Richard Hartwell: Bewitched Words
(Behexte Worte), 1982
Aquarell und Bleistift, 71 x 51 cm

der blaue reiter Ausgabe 9

 



Richard Hartwell

„Abbildungen erzeugen eigene Welten“
ist seit den 70er Jahren ein Leitspruch für meine Arbeit. Die verschiedenen Arbeitskomplexe
der 70er Jahre, wie zum Beispiel „Newspaper“, „Collections“, „Kreaturen des Alptraumes“ und „Family Albums“, setzen sich kritisch mit visuellen Präsentationsformen, verschiedenen Bildsprachen, Informationsverschlüsselungen und den gesellschaftlichen Einflüssen der Massenmedien auseinander. Für die Zyklen der „Bilderzählungen“, die nach 1984 entstanden, fand ich Inspiration in Volkserzählungen, Märchen und Mythen.
Daraus entwickelte sich eine Beschäftigung mit der breitgefächerten, komplexen Präsenz von Vergangenheit, Gegenwart und Zukunft in unserer Zeit.
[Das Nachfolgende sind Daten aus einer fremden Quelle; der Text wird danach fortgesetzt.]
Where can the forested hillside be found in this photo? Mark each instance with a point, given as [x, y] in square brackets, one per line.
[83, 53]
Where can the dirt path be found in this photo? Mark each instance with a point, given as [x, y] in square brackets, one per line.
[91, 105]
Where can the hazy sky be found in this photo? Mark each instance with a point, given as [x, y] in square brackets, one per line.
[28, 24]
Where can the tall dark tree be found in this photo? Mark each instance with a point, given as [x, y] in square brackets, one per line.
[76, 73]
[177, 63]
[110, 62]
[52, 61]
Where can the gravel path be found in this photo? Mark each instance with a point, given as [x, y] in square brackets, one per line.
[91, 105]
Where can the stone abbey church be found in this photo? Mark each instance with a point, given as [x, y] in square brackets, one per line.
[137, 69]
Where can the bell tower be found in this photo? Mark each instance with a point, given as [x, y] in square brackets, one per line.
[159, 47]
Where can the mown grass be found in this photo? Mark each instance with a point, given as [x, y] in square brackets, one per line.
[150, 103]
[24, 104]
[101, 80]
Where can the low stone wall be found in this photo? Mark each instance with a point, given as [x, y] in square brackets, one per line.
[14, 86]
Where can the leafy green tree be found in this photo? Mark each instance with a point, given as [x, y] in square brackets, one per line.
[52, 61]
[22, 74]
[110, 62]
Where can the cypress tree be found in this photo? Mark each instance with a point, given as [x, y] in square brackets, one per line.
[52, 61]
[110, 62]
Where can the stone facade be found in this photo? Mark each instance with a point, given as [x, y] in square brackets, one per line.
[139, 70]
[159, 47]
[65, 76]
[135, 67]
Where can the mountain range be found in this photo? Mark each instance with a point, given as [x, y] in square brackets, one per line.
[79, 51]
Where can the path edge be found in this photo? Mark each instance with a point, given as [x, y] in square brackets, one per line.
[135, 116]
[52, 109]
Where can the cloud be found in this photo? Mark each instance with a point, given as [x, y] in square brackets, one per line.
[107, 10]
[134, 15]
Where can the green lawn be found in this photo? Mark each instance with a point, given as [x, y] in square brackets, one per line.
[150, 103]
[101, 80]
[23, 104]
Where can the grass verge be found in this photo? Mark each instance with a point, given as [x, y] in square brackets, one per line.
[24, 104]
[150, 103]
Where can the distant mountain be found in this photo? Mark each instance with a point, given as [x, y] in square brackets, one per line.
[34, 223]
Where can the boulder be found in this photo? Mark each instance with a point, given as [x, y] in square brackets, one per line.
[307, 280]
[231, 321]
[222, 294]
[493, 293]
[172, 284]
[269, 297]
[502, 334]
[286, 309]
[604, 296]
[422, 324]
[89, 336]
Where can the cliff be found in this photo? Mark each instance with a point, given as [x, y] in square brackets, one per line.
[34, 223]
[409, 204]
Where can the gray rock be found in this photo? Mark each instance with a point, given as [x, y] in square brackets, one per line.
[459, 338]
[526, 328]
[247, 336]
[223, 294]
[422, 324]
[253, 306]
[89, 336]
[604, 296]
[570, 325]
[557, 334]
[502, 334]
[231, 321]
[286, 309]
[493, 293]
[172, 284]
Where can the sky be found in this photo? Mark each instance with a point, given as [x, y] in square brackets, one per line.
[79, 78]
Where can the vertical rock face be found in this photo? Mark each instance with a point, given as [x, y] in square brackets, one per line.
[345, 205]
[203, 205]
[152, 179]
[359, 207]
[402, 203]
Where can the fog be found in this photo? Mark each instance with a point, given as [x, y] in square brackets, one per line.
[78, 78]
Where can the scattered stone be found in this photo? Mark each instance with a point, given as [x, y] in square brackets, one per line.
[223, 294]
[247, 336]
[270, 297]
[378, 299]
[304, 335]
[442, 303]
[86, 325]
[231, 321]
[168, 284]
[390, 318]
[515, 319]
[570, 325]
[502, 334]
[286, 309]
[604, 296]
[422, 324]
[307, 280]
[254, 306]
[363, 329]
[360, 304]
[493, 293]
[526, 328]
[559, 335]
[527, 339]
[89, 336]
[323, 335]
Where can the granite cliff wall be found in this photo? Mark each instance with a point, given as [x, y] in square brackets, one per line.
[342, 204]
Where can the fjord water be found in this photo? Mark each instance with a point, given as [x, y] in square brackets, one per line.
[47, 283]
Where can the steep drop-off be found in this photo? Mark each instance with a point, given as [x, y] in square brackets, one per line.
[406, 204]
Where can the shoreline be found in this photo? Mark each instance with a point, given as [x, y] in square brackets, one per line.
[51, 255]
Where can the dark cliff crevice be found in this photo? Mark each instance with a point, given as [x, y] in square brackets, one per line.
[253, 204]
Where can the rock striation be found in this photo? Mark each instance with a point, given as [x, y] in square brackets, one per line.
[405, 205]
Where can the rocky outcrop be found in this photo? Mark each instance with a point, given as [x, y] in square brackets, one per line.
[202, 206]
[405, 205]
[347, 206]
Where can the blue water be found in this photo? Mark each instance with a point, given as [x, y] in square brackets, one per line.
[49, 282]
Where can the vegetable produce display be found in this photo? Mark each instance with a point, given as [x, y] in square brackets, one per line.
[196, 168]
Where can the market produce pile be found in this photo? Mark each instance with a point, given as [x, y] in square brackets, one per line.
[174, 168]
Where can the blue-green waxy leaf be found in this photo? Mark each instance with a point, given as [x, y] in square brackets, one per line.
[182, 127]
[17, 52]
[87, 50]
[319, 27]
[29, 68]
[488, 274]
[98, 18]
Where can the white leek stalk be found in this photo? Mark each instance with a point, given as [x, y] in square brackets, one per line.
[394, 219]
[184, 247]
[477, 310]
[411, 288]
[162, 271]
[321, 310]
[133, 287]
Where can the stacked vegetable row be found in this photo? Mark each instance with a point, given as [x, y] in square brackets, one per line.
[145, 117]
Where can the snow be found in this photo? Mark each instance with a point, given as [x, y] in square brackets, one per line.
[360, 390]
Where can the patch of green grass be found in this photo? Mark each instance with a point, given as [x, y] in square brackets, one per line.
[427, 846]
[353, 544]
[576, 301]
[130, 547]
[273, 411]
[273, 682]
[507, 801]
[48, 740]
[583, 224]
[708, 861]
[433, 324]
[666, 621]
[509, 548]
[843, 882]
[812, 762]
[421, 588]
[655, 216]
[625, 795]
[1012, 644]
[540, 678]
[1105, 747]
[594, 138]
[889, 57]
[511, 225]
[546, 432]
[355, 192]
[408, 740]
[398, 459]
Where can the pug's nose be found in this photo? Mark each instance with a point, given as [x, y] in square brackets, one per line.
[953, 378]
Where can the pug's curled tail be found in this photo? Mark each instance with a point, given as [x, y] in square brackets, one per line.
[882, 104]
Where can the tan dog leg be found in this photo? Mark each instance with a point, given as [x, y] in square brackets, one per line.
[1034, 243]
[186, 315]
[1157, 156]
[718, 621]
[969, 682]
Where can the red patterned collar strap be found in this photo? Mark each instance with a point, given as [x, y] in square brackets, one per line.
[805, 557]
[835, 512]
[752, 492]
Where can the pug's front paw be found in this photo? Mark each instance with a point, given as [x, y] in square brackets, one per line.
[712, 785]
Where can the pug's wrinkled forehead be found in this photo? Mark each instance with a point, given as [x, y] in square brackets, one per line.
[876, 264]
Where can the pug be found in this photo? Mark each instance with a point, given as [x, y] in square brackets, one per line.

In einem Geflecht übereinander gelagerter Schichten aus modernen wissenschaftlichen und kulturgeschichtlichen Motiven entstehen Metamorphosen der Bildelemente und Vermischungen der Bildsprachen. Die dadurch nur stufenweise wahrgenommenen Motive bilden ein Assoziationsfeld, mit dem der Betrachter aufgefordert wird, sich auseinanderzusetzen. Auf, hinter und vor den Bildflächen,
im illusorischen oder realen Raum, steht der Mensch mit seinen bis zu archaischen Zeiten zurückreichenden Bildwelten im Mittelpunkt – zwischen Magie und Rationalität, Ritual und Technologie.

Zur Abbildung:

In vergangenen Zeiten hefteten sich Zeitungsjungen Zeitungsauschnitte auf ihre Jacken. Dieser nicht mehr ausgeübte Brauch entstammte einer uralten Form der Hexerei. Man glaubte, daß die ausgetragenen Zeitungen Wörter enthielten, die eine Gefahr für den Austräger bargen. Die entsprechenden Wörter wurden ausgeschnitten, mit Nadeln durchbohrt und zur Schau gestellt, um ihre Macht unwirksam zu machen.